Relatively high proportion of MDR was observed among E .coli, A. baumannii, and K. pneumonaie isolates. K. pneumonaie has chromosomal and plasmid encoded beta-lactam hydrolyzing enzymes [40]. A. baumannii is clinically important pathogen and causes septicemia with widespread resistance to various antibiotics [41]. There are reports that showed resistance of R. ornithinolytica to ampicillin and other commonly used antibiotics which can be associated with the presence of β-lactamases [42, 43].

Puerperal sepsis can be associated with different socio-demographic and clinical factors. In the present study, statistically significant association was observed between multiparous parity and puerperal sepsis. Women that had multiparous parity were four times more likely to develop puerperal sepsis compared to primiparous women (AOR = 4.045; 95% CI: 1.479–11.061; P = 0.006). Similar finding was reported from Pakistan that high prevalence of puerperal sepsis was observed among women of multiparous parity (78.29%) [44].

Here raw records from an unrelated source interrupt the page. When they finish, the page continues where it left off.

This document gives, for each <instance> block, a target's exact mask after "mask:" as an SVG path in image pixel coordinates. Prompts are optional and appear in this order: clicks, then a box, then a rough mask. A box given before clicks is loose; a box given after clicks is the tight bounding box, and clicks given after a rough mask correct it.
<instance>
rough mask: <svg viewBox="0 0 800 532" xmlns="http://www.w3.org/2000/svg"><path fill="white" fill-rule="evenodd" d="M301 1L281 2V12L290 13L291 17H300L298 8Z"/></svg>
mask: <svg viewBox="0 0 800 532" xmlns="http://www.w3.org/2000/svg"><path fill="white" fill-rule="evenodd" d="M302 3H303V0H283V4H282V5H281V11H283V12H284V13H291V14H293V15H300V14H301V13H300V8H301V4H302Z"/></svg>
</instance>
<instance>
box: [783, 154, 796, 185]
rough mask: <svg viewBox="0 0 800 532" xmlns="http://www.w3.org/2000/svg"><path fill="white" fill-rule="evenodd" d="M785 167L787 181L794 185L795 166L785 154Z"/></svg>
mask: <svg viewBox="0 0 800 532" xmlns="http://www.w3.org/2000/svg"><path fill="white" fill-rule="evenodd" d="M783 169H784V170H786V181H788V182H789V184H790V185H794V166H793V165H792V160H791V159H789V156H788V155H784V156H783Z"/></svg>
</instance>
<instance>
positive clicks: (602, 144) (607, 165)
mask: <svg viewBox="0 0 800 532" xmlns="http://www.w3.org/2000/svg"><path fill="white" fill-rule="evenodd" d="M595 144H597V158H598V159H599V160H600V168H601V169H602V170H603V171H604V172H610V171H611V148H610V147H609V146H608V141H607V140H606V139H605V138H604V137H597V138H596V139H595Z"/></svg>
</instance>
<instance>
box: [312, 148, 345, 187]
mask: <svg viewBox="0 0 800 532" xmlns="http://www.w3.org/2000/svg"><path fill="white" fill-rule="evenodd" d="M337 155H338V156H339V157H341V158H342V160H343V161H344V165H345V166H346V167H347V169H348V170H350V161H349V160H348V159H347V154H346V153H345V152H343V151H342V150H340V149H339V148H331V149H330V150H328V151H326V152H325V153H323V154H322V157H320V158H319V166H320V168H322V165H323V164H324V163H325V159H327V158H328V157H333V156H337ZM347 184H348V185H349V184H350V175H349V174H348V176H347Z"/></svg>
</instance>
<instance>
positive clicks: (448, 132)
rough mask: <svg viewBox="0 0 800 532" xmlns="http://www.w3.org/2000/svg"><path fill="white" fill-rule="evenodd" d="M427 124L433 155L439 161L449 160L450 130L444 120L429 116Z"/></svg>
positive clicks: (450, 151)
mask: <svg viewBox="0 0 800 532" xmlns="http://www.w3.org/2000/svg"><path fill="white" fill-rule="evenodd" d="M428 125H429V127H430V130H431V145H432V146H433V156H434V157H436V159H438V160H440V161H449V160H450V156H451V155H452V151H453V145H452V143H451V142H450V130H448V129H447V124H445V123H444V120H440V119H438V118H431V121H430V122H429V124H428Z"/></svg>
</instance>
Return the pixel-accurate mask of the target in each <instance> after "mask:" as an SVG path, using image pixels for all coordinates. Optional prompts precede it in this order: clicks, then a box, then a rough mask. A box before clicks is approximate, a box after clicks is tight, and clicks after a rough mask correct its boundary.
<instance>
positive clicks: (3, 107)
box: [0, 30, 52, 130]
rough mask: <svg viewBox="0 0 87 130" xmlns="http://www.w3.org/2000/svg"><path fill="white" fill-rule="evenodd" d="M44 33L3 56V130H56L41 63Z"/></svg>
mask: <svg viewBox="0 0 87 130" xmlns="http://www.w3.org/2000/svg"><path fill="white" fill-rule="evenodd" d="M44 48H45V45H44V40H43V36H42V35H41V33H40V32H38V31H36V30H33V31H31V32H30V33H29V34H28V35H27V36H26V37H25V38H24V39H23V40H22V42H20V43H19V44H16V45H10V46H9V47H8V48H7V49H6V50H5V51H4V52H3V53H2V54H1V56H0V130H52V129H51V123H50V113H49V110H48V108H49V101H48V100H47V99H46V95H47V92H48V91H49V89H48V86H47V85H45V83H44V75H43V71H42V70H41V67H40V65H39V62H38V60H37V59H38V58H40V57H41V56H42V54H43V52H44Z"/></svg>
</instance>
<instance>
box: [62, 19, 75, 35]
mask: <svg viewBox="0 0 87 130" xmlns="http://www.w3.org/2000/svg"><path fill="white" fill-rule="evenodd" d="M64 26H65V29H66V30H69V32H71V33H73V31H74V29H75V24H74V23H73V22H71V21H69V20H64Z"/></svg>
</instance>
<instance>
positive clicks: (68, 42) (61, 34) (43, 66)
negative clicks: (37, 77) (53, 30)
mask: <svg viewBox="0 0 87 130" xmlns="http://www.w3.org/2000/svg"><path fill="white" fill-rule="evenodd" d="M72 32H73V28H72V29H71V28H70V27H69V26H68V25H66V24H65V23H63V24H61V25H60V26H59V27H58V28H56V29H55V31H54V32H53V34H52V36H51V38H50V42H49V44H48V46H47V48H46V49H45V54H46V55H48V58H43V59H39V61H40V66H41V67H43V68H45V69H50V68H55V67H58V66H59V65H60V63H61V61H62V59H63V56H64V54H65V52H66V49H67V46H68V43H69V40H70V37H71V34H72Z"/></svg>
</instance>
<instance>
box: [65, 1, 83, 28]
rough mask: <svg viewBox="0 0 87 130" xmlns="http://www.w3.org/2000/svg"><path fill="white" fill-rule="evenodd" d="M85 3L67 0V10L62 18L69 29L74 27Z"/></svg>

Although it is not significantly associated, women with age greater than 34 years had high proportion of culture positive bacterial infection (58.6%). This is supported by previous study from Pakistan indicating that majority (65.11%) of women admitted with puerperal sepsis were above 30 years of age [44]. Previous study reported that rural residence, educational level, family monthly income, prolonged labour (> 24 h), delivery by caesarean section, ANC follow up, ruptured membrane (> 24 h before delivery), frequent vaginal examination and being referred were reported as significant factors associated with puerperal sepsis [45]. But in our study HIV status, antenatal care, duration of labour, membrane rupture, mode of delivery, diabetes mellitus, method of placenta removal, hypertension, anemia and place of delivery had significant association with puerperal sepsis.

Limitation of the study

The limitation of the study include: investigation for anaerobic bacteria that can cause significant puerperal sepsis was not done. The study was conducted only in a public referral hospital that lacks representativeness and difficult to generate generalized conclusions. Convenient sampling was used to select study participants that can allow missing of cases. In addition, the nutritional status of post-partum/aborted women was measured by MUAC that may not be enough to determine nutritional status as a single measurement.

Conclusion

About one third of post-partum/aborted women suspected for puerperal sepsis were infected with one or more bacterial isolates. E. coli and S. aureus were the most dominant bacteria isolated from post-partum/aborted women. Significant proportion of bacterial isolates showed mono and multi-drug resistance rates. Relatively high rate of resistance was observed to Tetracycline and Ampicillin. The very uncommon bacterial isolates of A. baumanni and R. ornithinolytica showed high rate of resistance to the commonly prescribed antibiotics. Post-partum/aborted women with multiparous parity were more likely to develop puerperal sepsis than primiparous parity. Systematic surveillance for the commonly prescribed antibiotics and uncommon bacterial isolates is recommended to maintain the emergence and spread of antimicrobial resistance. In addition; awareness about post-partum/abortion complications and available cares are needed.